15 In the distant past, dreaming beings travelled vast distances across the desert and through the Ngaanyatjarra Lands, creating the waterholes and landscape features and laying down the songs and dances for the people to perform. They include the dance and song, performed last night at the place where the court sits today, about the emu and the turkey, who met up at a place called Yankal-Tjungku to the north of here, and continued on. The Ngaanyatjarra Lands are characterised by the number and richness of these great travelling stories of creation, which still form the backbone of the people's culture and way of life.
16 In these circumstances I am quite satisfied that it would be appropriate to make an order in the terms agreed between the parties.
17 It is always a cause for great satisfaction when native title claims are settled by agreement rather than through litigation.

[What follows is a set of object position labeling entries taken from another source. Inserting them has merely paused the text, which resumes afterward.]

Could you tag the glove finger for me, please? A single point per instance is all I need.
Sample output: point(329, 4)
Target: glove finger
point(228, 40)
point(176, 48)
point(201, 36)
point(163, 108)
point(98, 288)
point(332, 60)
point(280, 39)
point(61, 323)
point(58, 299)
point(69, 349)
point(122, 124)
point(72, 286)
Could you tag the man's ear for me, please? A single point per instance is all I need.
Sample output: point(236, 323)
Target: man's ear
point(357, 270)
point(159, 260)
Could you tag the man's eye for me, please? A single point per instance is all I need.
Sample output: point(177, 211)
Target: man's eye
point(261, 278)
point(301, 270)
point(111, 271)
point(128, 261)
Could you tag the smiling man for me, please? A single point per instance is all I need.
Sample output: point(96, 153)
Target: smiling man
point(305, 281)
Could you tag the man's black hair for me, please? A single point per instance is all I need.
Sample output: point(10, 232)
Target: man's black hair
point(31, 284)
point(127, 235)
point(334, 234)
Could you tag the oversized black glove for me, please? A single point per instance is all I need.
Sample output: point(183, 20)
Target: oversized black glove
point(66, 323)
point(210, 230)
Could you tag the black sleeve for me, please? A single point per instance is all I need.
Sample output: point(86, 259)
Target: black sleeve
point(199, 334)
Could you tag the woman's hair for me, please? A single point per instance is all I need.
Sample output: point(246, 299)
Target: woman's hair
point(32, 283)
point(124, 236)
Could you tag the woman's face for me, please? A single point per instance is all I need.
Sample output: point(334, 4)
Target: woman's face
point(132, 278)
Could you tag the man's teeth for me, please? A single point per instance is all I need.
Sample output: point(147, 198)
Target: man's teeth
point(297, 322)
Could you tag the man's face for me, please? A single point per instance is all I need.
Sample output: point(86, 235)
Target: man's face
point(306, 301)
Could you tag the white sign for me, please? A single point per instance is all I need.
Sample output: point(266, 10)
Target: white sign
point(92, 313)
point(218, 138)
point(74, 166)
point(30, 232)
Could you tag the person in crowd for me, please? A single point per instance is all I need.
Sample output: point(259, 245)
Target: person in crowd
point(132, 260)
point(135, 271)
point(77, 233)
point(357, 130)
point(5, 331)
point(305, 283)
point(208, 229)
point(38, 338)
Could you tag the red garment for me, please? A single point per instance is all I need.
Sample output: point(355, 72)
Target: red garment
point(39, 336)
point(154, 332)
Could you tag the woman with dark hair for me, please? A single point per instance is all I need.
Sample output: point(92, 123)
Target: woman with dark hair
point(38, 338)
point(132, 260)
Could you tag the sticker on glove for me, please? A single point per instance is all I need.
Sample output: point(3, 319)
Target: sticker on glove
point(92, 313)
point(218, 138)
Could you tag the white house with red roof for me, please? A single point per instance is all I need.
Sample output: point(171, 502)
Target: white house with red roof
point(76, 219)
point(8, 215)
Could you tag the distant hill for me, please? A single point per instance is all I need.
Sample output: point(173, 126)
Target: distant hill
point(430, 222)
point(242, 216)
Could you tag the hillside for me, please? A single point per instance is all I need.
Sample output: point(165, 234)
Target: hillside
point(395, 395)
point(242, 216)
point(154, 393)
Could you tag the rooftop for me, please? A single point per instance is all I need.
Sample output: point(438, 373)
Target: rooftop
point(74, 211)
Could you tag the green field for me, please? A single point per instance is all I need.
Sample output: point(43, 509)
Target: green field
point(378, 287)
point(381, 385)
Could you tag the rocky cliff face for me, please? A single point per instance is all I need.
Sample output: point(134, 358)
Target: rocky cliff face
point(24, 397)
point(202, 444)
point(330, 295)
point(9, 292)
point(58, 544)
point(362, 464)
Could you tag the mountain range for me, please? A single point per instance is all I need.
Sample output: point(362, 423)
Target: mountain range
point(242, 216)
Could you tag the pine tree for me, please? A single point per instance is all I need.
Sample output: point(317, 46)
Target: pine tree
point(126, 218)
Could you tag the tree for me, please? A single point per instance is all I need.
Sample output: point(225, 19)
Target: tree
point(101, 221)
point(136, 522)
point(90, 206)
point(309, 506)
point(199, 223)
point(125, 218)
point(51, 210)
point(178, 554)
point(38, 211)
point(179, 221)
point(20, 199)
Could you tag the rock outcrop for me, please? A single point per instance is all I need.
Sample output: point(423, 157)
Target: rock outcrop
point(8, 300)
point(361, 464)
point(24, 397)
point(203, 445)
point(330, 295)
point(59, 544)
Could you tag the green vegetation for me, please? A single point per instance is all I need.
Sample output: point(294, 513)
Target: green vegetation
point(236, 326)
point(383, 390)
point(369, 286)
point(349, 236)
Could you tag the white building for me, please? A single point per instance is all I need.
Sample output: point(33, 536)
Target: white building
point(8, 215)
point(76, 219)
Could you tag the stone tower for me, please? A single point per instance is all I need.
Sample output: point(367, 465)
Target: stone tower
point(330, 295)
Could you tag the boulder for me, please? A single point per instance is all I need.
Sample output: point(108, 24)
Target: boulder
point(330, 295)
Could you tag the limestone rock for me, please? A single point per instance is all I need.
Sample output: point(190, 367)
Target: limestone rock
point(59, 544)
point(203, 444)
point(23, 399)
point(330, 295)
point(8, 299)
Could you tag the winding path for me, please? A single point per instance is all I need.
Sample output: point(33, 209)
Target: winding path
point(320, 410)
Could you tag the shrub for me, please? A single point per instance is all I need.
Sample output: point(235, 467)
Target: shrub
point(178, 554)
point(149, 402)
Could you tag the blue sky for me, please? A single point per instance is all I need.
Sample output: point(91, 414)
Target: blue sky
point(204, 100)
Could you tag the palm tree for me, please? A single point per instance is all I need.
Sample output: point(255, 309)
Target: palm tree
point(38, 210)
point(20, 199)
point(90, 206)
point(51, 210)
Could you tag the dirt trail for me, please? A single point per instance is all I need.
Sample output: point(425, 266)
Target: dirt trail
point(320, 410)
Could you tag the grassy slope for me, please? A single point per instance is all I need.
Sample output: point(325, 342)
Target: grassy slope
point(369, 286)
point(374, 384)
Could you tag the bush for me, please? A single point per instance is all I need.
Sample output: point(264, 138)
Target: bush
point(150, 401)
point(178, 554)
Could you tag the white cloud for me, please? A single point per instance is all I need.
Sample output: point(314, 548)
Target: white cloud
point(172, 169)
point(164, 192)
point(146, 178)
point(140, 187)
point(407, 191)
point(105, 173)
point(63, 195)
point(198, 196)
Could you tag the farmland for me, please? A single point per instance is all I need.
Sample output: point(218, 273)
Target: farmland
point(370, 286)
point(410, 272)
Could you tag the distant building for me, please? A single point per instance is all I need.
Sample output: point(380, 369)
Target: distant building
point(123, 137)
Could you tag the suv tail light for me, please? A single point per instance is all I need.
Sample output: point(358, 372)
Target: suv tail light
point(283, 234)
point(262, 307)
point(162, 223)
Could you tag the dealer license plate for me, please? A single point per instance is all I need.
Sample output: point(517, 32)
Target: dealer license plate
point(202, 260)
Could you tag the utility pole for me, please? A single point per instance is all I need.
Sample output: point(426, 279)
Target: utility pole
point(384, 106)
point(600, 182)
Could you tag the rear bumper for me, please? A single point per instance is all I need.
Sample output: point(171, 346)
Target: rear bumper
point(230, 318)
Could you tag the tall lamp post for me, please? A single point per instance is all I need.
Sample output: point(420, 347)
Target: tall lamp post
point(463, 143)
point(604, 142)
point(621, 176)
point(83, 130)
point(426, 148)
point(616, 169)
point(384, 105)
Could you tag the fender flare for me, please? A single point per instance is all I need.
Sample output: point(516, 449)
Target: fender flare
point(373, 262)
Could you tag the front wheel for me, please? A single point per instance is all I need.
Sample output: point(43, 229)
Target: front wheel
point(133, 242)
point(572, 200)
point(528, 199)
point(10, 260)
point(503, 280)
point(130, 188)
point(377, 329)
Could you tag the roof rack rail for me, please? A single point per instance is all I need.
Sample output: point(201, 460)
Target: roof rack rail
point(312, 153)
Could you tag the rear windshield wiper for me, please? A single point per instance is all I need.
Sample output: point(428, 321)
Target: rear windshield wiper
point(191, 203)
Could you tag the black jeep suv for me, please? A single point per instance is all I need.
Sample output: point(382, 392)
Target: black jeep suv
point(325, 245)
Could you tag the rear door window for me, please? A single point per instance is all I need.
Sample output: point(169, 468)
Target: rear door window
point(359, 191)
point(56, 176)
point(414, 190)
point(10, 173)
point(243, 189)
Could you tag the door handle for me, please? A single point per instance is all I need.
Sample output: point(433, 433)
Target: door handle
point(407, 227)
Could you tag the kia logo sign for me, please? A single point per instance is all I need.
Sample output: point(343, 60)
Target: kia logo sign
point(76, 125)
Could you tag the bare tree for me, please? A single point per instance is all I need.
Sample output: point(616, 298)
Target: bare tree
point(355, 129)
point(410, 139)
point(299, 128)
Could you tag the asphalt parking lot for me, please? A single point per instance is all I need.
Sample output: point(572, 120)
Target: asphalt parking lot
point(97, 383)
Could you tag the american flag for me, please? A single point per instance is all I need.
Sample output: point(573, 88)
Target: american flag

As I said in Anderson on behalf of the Spinifex People v State of Western Australia [2000] FCA 1717, at para 1:
"Courts have always encouraged parties to settle their claims amicably. Agreement is especially desirable in native title cases due to the importance, complexity and sensitivity of the issues involved. Agreement between the parties minimises cost and distress and establishes goodwill between the parties for future dealings: North Ganalanja Aboriginal Corporation v Queensland (1996) 185 CLR 595."
18 In this case the efforts of all the parties and their representatives are especially noteworthy. As I have said, the present single application takes the place of six individual claims and the parties have gone ahead with commendable speed to achieve an agreement within little more than a year after the filing of this application.
19 Finally, I should emphasise to all present that the order that the Court will now make determines, under the laws of Australia, that native title exists, as it always has, according to the traditional laws and customs of the Peoples of the Ngaanyatjarra Lands, and that the title is held by those Peoples. The order does not grant native title to the Peoples of the Ngaanyatjarra Lands; it recognises what they have long held.